Phil Everly, singer, songwriter, guitar player, January 19, 1939-January 3, 2014
“Wake Up Little Susie,” 1957
This song I heard constantly, on the radio, on our basement jukebox, everywhere, when I was five. Twenty years later, I married a woman named Suzanne. Coincidence?
*****
“All I Have To Do Is Dream,” “Cathy’s Clown,” 1960
*****
“Claudette,” “Walk Right Back,” “Crying in the Rain,” “Cathy’s Clown,” “Love Is Strange,” “When Will I Be Loved?,” “So Sad (To Watch Love Go Bad),” “Bird Dog,” “Be-Bop-a-Lula,” “Barbara Allen,” “A Long Time Gone,” “Step It Up and Go,” “Bye Bye Love,” “Wake Up Little Susie,” “Devoted to You,” “Love Hurts,” “(‘Til) I Kissed You,” “All I Have to Do Is Dream,” “Lucille,” “Let It Be Me,” 1983
*****
When Phil and I hit that one spot where I call it The Everly Brothers, I don’t know where it is. ‘Cause it’s not me and it’s not him. It’s the two of us together.

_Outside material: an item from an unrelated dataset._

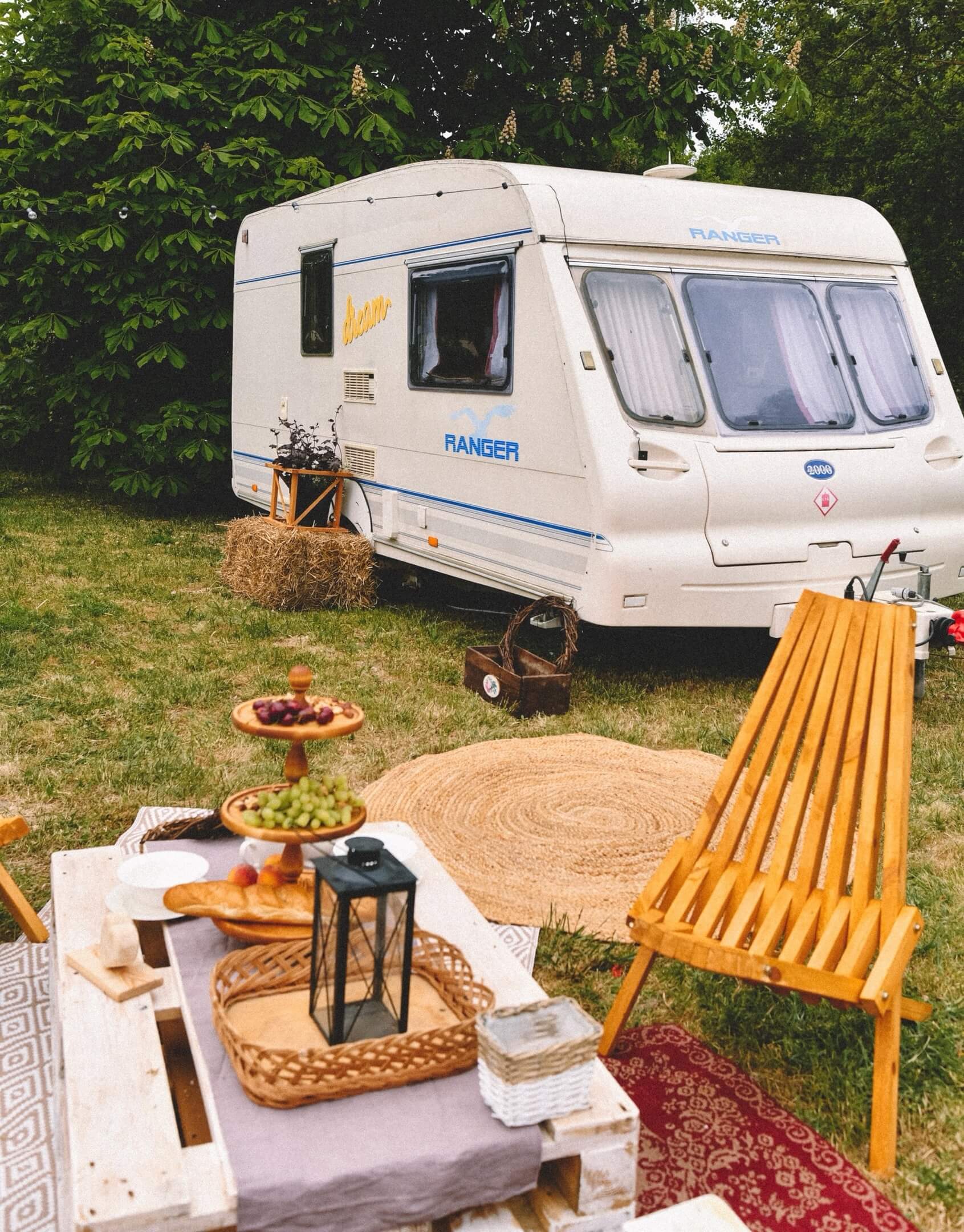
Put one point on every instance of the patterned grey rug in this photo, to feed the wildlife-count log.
(27, 1190)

*When I was a little boy, a big bright shiny jukebox lit up our basement. Daily it granted our wishes, communicated with just the touch of a finger, for “Wake Up, Little Susie” (Everly Brothers) and “The Battle of New Orleans” (Johnny Horton) and “(The Man Who Shot) Liberty Valance” (Gene Pitney). It taught me something I’ve never forgotten—music is magic.